Issues and limitations

This page describes some of the issues and limitations that you might encounter when using Cloud Tasks.

Execution order

With the exception of tasks scheduled to run in the future, task queues are completely platform-independent about execution order. There are no guarantees or best effort attempts made to execute tasks in any particular order. Specifically: there are no guarantees that old tasks will execute unless a queue is completely emptied. A number of common cases exist where newer tasks are executed sooner than older tasks, and the patterns surrounding this can change without notice.

Duplicate execution

Cloud Tasks aims for a strict "execute exactly once" semantic. However, in situations where a design trade-off must be made between guaranteed execution and duplicate execution, the service errs on the side of guaranteed execution. As such, a non-zero number of duplicate executions do occur. Developers should take steps to ensure that duplicate execution is not a catastrophic event. In production, more than 99.999% of tasks are executed only once.

Resource limitations

The most common source of backlogs in immediate processing queues is exhausting resources on the target instances. If a user is attempting to execute 100 tasks per second on frontend instances that can only process 10 requests per second, a backlog will build. This typically manifests in one of two ways, either of which can generally be resolved by increasing the number of instances processing requests.
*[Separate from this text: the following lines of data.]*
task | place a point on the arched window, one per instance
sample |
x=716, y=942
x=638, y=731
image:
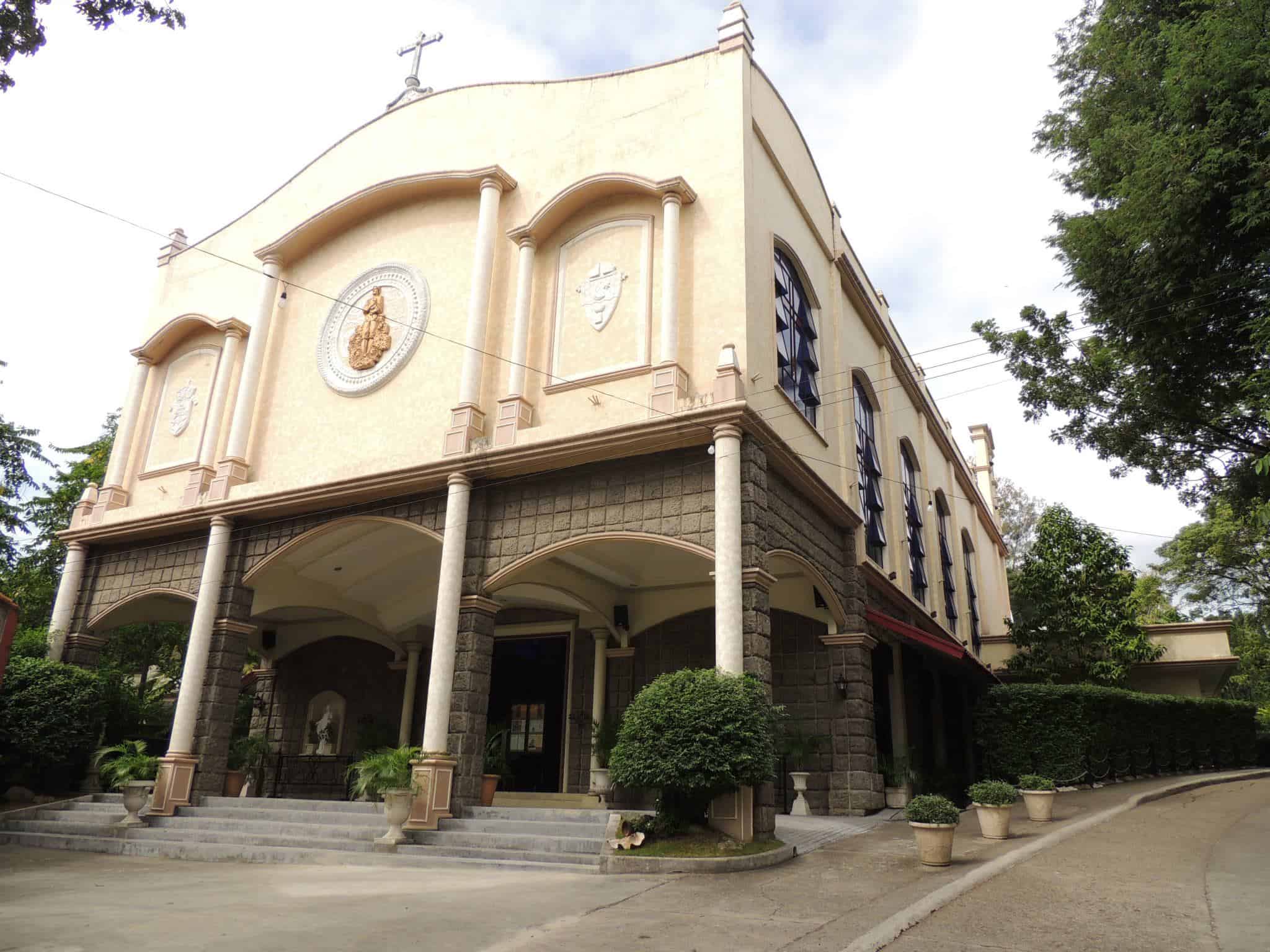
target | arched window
x=950, y=612
x=796, y=340
x=972, y=593
x=869, y=465
x=913, y=523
Backoff errors and enforced rates

Servers that are being overloaded can start to return backoff errors: HTTP 503 (for App Engine targets), or HTTP 429 or 5xx (for external targets). Cloud Tasks reacts to these errors by slowing down execution until errors stop. This system throttling prevents the worker from overloading. Note that user-specified settings are not changed.

System throttling happens in the following circumstances:

  • Cloud Tasks backs off on all errors. Normally the backoff specified in rate limits is used. But if the worker returns HTTP 429 Too Many Requests, 503 Service Unavailable, or the rate of errors is high, Cloud Tasks uses a higher backoff rate. The retry specified in the Retry-After HTTP response header is considered.
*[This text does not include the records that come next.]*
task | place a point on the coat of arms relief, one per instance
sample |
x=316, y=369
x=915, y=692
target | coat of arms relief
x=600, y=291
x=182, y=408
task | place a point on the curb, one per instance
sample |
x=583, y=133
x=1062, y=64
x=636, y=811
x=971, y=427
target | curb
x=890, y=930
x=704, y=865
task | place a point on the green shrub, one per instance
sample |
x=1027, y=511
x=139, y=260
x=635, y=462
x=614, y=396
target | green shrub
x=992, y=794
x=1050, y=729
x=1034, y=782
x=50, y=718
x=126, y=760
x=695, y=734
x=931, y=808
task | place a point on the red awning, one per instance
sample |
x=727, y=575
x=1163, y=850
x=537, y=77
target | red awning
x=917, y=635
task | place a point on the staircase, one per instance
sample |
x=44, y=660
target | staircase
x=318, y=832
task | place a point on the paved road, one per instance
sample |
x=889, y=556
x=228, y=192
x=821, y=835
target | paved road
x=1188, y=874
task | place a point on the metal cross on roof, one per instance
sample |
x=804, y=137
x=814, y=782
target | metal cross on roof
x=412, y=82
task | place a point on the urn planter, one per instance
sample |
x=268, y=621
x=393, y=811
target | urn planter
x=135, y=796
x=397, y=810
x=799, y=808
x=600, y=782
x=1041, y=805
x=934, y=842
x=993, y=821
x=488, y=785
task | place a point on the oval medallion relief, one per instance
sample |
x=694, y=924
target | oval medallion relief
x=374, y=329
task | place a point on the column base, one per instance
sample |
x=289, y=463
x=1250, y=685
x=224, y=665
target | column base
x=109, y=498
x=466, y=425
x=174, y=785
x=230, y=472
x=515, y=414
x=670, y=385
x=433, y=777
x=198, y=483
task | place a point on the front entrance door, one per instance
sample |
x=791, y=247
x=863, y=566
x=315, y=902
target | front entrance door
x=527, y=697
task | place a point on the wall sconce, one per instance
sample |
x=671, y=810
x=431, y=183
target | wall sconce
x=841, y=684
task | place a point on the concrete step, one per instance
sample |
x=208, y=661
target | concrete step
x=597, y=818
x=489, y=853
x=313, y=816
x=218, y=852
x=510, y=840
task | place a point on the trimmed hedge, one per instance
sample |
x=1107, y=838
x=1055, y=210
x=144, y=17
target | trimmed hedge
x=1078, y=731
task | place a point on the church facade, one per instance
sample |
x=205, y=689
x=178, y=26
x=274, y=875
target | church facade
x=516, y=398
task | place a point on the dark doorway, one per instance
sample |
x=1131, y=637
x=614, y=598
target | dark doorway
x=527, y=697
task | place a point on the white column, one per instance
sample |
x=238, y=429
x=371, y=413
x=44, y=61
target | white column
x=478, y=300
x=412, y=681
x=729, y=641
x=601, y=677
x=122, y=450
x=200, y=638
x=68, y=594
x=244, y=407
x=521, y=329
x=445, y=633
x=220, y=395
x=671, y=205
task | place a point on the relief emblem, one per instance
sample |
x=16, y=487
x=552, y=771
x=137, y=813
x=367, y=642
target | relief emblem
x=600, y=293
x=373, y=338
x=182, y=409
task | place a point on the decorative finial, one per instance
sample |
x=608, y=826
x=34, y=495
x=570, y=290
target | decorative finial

  • To prevent traffic spikes and to smooth sudden increases in traffic, dispatches ramp up slowly when the queue is newly created or idle, and if large numbers of tasks suddenly become available to dispatch (due to spikes in create task rates, the queue being unpaused, or many tasks that are scheduled at the same time).

Latency spikes and max concurrent

Overloaded servers can also respond with large increases in latency. In this situation, requests remain open for longer. Because queues run with a maximum concurrent number of tasks, this can result in queues being unable to execute tasks at the expected rate. Increasing the max_concurrent_tasks for the affected queues can help in situations where the value has been set too low, introducing an artificial rate limit. But increasing max_concurrent_tasks is unlikely to relieve any underlying resource pressure.

Ramp up issues with long running tasks

Cloud Tasks queues ramp up their output in part based on the number of successful previously dispatched tasks. If the task handler takes a considerable period of time - on the order of minutes - to complete a task and return a success response, there can be a lag in the queue ramp up rate.

Viewing more than 5,000 tasks

If you have more than 5,000 tasks, some tasks are not visible in the Google Cloud console. Use gcloud CLI to view all tasks.